President of Parco Nazionale delle Cinque Terre (Cinque Terre National Park), Donatella Bianchi, spoke last week about the need for immediate preventive measures. “It is necessary...to identify new forecasting models and direct future projects that will have to take into account the changed climatic needs,” Bianchi said.
Bianchi and the Parco Nazionale delle Cinque Terre authorities have taken the first steps by outlining a Climate Change Adaptation Plan, which was presented last week at the park authority headquarters in Manarola to the mayors of the towns involved.
Though the specific action points of the plan have not yet been released, broadly, the objectives are aimed at recovering some of the terraces destroyed by recent storm surges and saving endangered marine life in the park. The plan was conceived as part of the StoneWallsForLife project — an organization that builds and maintains drystone walls to protect the territory and its inhabitants against the effects of extreme weather conditions. A key partner in the initiative is Legambiente, a non-profit environmentalist association.
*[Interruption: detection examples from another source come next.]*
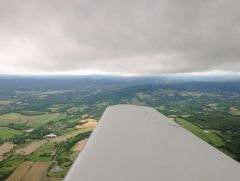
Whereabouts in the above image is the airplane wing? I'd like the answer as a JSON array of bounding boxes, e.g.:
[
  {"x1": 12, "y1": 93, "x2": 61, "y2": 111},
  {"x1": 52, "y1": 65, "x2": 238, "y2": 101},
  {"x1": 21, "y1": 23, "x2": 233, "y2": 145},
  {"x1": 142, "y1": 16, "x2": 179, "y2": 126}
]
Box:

Stefano Bigliazzi, President of Legambiente Liguria, claimed that these initiatives mark “the first time that a national park, within its role of protecting nature and biodiversity, has addressed the consequences of climate change.”
In another related move to help safeguard the territory, the region of Liguria decided on a series of measures to better support the residents of the Cinque Terre and mitigate the area’s unchecked overtourism without negatively impacting its economy.
A key part of the initiative includes reducing fares on the Cinque Terre Express train line for residents and students and creating other transport incentives for these groups, while upping fees for visitors.
“We are at a substantial turning point for the Cinque Terre,” explained Governor Giovanni Toti and Augusto Sartori, Regional Council member for Transport and Tourism. ”We are preparing to launch a package of benefits never seen in any other region and dedicated to one of the most loved tourist destinations in the world.”